Posts Tagged ‘Messiah’

(Dear Readers: You’re in trouble now. I figured out how to republish my old posts! This unsparing survey of holiday music originally appeared on 22 December 2011. To quote the sign that hangs in the window of the Blue Moon Tavern in Seattle, “Sorry, we’re open.”) 

One night this week I powered up the radio in the Run-DMStevemobile and there was Perry Como singing “(There’s No Place Like) Home for the Holidays.” I punched Scan and immediately got Quiet Riot’s “Metal Health”: “Bang! Your! HEAD!” I stuck with it. When I walked in the door here at the Bureau, Special D was celebrating a surf Christmas courtesy of Los Straitjackets and their perspective on “Rudolph the Red Nosed Reindeer.” Later in the evening I heard Brenda Lee’s “Rockin’ Around the Christmas Tree,” which as far as I’m concerned was the last straw in the manger.

Yes, “It’s the Most Wonderful Time of the Year,” when Quiet Riot, the poor man’s Judas Priest, provides an island of serenity in a sea of Christmas music, most of it written by my fellow Jews. (I haven’t mentioned one Christmas song yet that wasn’t.) This is why I’ve decided to have a few words with you today about the black hole that is Hanukkah music. Why, you may ask, have the Jews written “White Christmas” for the Christians but no equivalent blockbuster for their own people? Why are we stuck with Adam Sandler rhyming “Hanukkah” with “gin and tonica” and a pre-schooler’s tune about a spinning top made out of clay?

“O Come All Ye Schnorrers”
I know this question has been keeping you awake at night. Fortunately, there’s a simple answer: When it comes to Hanukkah, there’s not much to hang your muse on. The “Festival of Lights” is of so little Judaic significance that it doesn’t even appear in the Bible. (Note to my pagan readers: The Bible is what you charmingly call the “Old Testament.”) In Israel, Hanukkah is celebrated as a military holiday something like our Memorial Day, which probably means they take that opportunity to sell mattresses at a steep discount. Here in the USA, Hanukkah appears at approximately the same time as Christmas, and so has absorbed some of that glory without actually earning it.

About the only Hanukkah activity of my childhood was lighting candles, but my parents often fell asleep in front of the TV before we could get to the ceremony. We always ended up missing nights. You need 44 candles for one Festival of Lights. What are you going to do with the 13 you didn’t use last year? There are Hanukkah candles in colors they don’t make anymore quietly fossilizing in closets all over my parents’ house.

I don’t want to imply that my old man was overly concerned with workplace safety, but he did view a menorah with all nine candles in action as possessing about the same thermonuclear potential as a Saturn V rocket.

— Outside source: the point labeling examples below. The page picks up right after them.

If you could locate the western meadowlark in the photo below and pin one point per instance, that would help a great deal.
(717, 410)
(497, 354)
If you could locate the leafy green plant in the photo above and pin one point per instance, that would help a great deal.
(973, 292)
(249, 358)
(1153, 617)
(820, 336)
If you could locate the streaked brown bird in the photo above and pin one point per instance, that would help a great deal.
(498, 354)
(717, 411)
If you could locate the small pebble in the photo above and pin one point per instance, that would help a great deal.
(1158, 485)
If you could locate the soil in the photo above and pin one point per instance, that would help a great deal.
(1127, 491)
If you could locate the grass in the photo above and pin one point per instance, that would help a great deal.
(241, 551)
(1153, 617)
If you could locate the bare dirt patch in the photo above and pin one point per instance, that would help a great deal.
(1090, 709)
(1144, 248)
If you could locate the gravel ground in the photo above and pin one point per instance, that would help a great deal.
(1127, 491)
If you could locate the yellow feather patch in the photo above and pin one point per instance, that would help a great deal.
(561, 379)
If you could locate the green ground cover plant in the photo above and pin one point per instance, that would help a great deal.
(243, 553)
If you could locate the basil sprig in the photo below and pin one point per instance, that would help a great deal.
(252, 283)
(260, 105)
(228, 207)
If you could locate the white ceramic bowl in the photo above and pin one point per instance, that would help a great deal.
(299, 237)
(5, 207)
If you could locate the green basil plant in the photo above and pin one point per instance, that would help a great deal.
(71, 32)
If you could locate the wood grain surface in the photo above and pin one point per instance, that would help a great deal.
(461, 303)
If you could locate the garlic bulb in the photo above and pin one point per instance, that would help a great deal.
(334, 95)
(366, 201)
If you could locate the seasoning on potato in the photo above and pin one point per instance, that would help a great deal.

Only when our cast iron menorah had been set within an aluminum pie plate and positioned atop the steel oven, in the wide nonflammable space between the four burners, would Dad ignite the Hanukkah candles. If he was awake. He might’ve nodded off in the middle of Gunsmoke.

“I’m Dreaming of a Fine Purim”
Jewish kids today expect a present every night. Stupid Jewish kids today! Things were very different when I was a boy and the Southern states were threatening to leave the Union. Wait, that’s still happening. My siblings and I were generally issued small mesh bags of chocolate coins in gold foil. They weren’t as good as Oreos. One year, through a mistake no one could explain, I received a model of the battleship North Carolina (“The Showboat”). On weekends my mother made latkes (potato pancakes) and everyone had heartburn.

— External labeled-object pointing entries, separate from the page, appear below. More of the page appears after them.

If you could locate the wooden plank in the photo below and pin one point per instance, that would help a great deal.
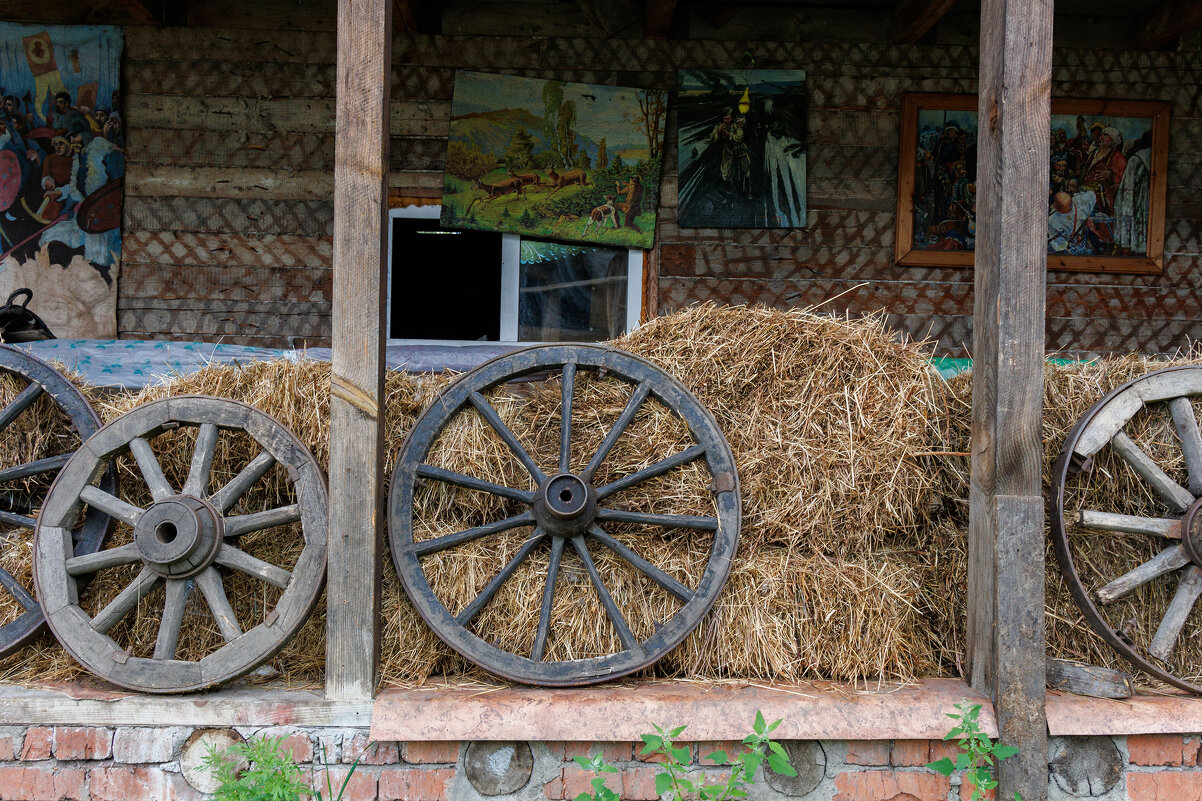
(914, 18)
(1087, 680)
(1005, 621)
(358, 337)
(1167, 22)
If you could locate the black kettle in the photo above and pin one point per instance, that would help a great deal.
(18, 324)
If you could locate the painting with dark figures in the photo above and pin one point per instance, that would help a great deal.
(1105, 199)
(553, 159)
(742, 148)
(61, 173)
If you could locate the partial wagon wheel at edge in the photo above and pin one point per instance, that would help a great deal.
(566, 511)
(46, 380)
(179, 540)
(1179, 527)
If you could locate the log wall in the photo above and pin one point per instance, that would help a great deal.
(228, 207)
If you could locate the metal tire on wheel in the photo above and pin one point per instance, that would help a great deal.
(566, 512)
(16, 506)
(1173, 526)
(179, 540)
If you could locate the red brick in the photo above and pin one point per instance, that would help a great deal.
(577, 779)
(416, 783)
(638, 783)
(1165, 785)
(129, 784)
(868, 752)
(910, 753)
(378, 753)
(40, 784)
(430, 753)
(361, 787)
(83, 742)
(1156, 749)
(881, 785)
(732, 748)
(612, 752)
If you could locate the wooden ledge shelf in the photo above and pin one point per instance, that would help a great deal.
(712, 711)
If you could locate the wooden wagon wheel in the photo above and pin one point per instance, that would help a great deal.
(183, 540)
(18, 499)
(1170, 522)
(566, 511)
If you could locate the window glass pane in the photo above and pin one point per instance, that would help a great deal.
(571, 292)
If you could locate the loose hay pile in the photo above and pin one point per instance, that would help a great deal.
(852, 558)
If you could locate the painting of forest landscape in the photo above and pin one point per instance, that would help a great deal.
(553, 159)
(742, 148)
(61, 173)
(1106, 188)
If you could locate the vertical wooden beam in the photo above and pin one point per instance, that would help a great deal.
(356, 413)
(1006, 636)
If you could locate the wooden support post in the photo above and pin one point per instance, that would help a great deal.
(1006, 636)
(356, 413)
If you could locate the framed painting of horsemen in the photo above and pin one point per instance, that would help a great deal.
(553, 159)
(741, 154)
(1107, 174)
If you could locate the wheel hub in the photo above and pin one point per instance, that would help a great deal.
(178, 537)
(1191, 532)
(565, 505)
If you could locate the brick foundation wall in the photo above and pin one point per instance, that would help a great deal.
(148, 764)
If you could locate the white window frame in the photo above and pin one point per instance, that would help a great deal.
(511, 263)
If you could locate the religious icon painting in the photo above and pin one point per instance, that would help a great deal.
(742, 148)
(553, 159)
(61, 173)
(1107, 162)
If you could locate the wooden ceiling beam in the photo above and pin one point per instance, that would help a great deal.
(141, 12)
(1166, 23)
(404, 16)
(914, 18)
(659, 18)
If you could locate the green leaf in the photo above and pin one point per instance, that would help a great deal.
(944, 766)
(1004, 752)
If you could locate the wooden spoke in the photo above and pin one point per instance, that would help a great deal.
(470, 482)
(125, 600)
(228, 494)
(1171, 626)
(243, 562)
(88, 563)
(49, 464)
(19, 404)
(172, 621)
(619, 426)
(471, 610)
(197, 482)
(150, 468)
(486, 410)
(566, 389)
(459, 538)
(664, 580)
(257, 521)
(1162, 563)
(659, 468)
(13, 518)
(1129, 523)
(209, 581)
(548, 597)
(698, 523)
(619, 623)
(1172, 493)
(1186, 425)
(111, 504)
(16, 589)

As for playing the dreidel game, even when my friends and I were old enough to responsibly enjoy recreational drugs, spinning a dreidel was still insufficient to hold the attention of a teenager. Though I can see that adults willing to take a walk on the wild side might make a whole different game out of it.

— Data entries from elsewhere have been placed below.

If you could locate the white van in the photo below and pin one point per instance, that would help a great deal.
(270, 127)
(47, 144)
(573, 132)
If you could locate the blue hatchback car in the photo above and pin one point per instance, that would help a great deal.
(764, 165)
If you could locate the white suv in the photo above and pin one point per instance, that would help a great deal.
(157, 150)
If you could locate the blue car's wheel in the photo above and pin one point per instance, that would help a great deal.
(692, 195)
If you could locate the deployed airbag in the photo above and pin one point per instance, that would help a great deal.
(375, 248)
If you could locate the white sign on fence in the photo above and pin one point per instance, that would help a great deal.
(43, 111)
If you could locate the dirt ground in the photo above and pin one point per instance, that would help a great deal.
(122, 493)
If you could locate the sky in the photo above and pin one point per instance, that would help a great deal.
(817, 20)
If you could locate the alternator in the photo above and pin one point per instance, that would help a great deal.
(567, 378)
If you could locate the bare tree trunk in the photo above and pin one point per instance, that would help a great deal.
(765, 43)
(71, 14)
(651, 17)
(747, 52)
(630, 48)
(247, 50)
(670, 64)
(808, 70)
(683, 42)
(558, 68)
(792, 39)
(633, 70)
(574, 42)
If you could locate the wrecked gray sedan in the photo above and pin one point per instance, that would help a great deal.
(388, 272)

“God Rest Ye Feisty Deli Men”
I’ve established that Hanukkah is basically boring. To further illustrate the difficulty of making music out of this odd little festival, consider Christmas music. What are Christmas songs about, and how do these subjects compare with Hanukkah? I’ve divided popular Yuletide tunes into three thematic areas:

1) Jesus. Christmas powers the American economy, but it also stars Jesus, and that’s kinda sacred for you guys with the cross there. What’s sacred in Hanukkah? Sure, the oil in the menorah in the liberated temple in Jerusalem burned for eight nights instead of the one night the rebel alliance thought they were entitled to. But remember, the first Hanukkah took place in the 2nd century B.C. There was no Food & Drug Administration back then, meaning no government inspectors checking for impurities. My theory is that when the Jews liberated the Temple from their Greek oppressors, what they found in the oil room was some really good shit.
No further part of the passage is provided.